Review of the facility's Bed Safety Policy, revised December 2007, showed the following:
-Our facility shall strive to provide a safe sleeping environment for the resident;
-The resident's sleeping environment shall be assessed by the interdisciplinary team, considering the resident's safety, medical conditions, comfort, and freedom of movement, as well as input from the resident and family regarding previous sleeping habits and bed environment;
-To try to prevent deaths/injuries from the beds and related equipment (including the frame, side rails, headboard, footboard, and bed accessories), the facility shall promote the following approaches:
a. Inspection by maintenance staff of all beds and related equipment as part of our regular bed safety program
to identify risks and problems including potential entrapment risks;
b. Review that gaps within the bed system are within the dimensions established by the FDA;
c. Ensure that when bed system components are worn and need to be replaced, components meet
manufacturer specifications;
d. Ensure the bed side rails are properly installed using the manufacturer's instructions and other pertinent
safety guidance to ensure proper fit; and
e.
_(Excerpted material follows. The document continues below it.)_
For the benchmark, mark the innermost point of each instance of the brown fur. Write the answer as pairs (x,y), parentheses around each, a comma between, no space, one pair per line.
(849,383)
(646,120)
Identify additional safety measures for residents who have been identified as having a higher than usual risk
for injury including entrapment.
-The staff shall obtain consent for the use of side rails from the resident or the resident's legal representative prior to their use.
Review of the Food and Drug Administration's (FDA) Guide to Bed Safety, Bed Rails in Hospitals, Nursing Homes and Home Health Care: The Facts, revised April 2010, showed the following:
-Between 1985 and January 1, 2009, 803 incidents of patients caught, trapped, entangled or strangled in beds with rails were reported to the U.S. FDA;
-Of those reported 480 died and 138 had non-fatal injuries;
-Most patients were frail, elderly or confused;
-Potential risks of bed rails may include strangulation, suffocation, bodily injury or death when patients or parts of their body are caught between rails and mattress, more serious injury from falls when patients climb over rails, skin bruising, cuts and scrapes, feeling isolated or unnecessarily restricted, and preventing patients, who are able to get out of bed, from performing routine activities such as going to the bathroom or retrieving something from a closet.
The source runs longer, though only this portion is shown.